The iPAQ had very few limitations on upgradability; hard drives, RAM, CPU and 'Multi-Bay' drives can be readily interchanged, although the iPAQ did not contain sockets for expansion cards.

It featured an interchangeable 'Multi-Bay' slot that could accept a 3.5 inch LS SuperDisk drive (the only way to read a floppy disk - standard Multi-Bay floppy drives do not work), optical drives, or a secondary hard disk device. The slot was the same as those found on many Compaq Armada and many other HP/Compaq laptop computer systems.

By a method of convection for cooling, these computers were commonly found in office environments due to their low noise (dB) output.

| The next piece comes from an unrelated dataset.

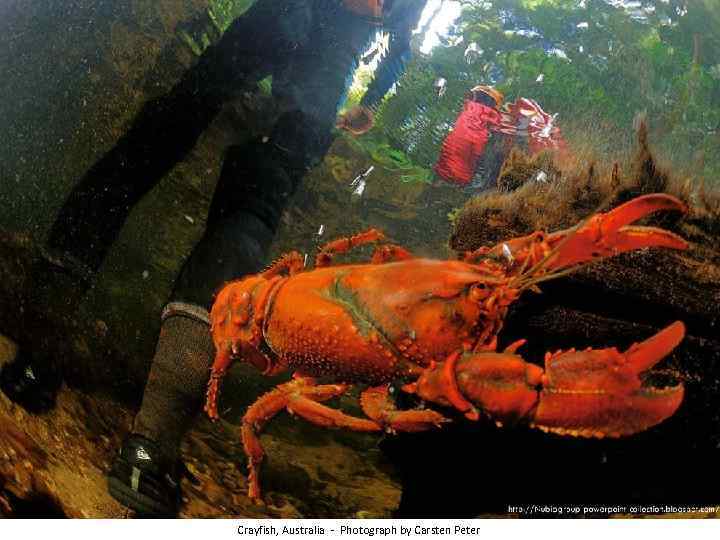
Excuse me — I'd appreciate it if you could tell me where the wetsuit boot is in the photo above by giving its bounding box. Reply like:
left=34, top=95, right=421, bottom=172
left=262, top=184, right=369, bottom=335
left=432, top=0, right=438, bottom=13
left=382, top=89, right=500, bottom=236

The iPAQ ran on either an Intel Pentium III processor or on an Intel Celeron processor; ranging from 500 MHz to 1 GHz processor in a PGA370 socket.

The internal RAM was upgradable to 512 MB of 100 MHz 168-pin SDR SDRAM. Due to the RAM limit of the Intel 815 series chipset, the BIOS in the iPAQ prevents the system from booting if there is more than 512 MB installed, instructing the user to decrease the amount of RAM in the system to no more than 512 MB.

The first version came in two different models, "Legacy free" which had no parallel, serial, or PS/2 ports and instead 3 additional USB ports on the back; and the traditional one which included the parallel, serial, and PS/2 ports but only had USB ports on the front. The second version had different styling and had a backpack which added the "legacy" ports.

iPAQ Desktops were typically sold with Windows 98 or Windows 2000 already installed. They are easily upgraded to Windows XP and can also technically run Windows Vista and Windows 7 despite the low RAM limit. In the case of Windows 7, the only way to utilize the onboard video chip is to install the Intel815 Windows XP Drivers.

==Internet appliance==
For a short time, around the year 2000, Compaq released a few models of an iPAQ that functioned as internet appliances. They did not have a CD-ROM drive and offered very few ports to connect to for very basic use.

There were two variants of the flat-panel iPAQs, a common Windows CE-based version in a white case, and the less common blue version known as the 'Clipper'.

The Windows CE version was sometimes called the 'MSN Messenger version' and worked exclusively with the Microsoft Network over a dial-up connection using the Windows CE version of Internet Explorer.

The Clipper appeared to be designed more for commercial environments and used a compact operating system based on BeOS called BeIA. The built-in "Wagner" web browser application was a customized version of the Opera browser.

The Clipper also included a standard 10BASE-T Ethernet port, and shipped with the ability for the end-user to access the command line in order to tailor the device to use a company logo on the start-up screen. It also included a Minitel client for use where Minitel was available (mainly Canada and France).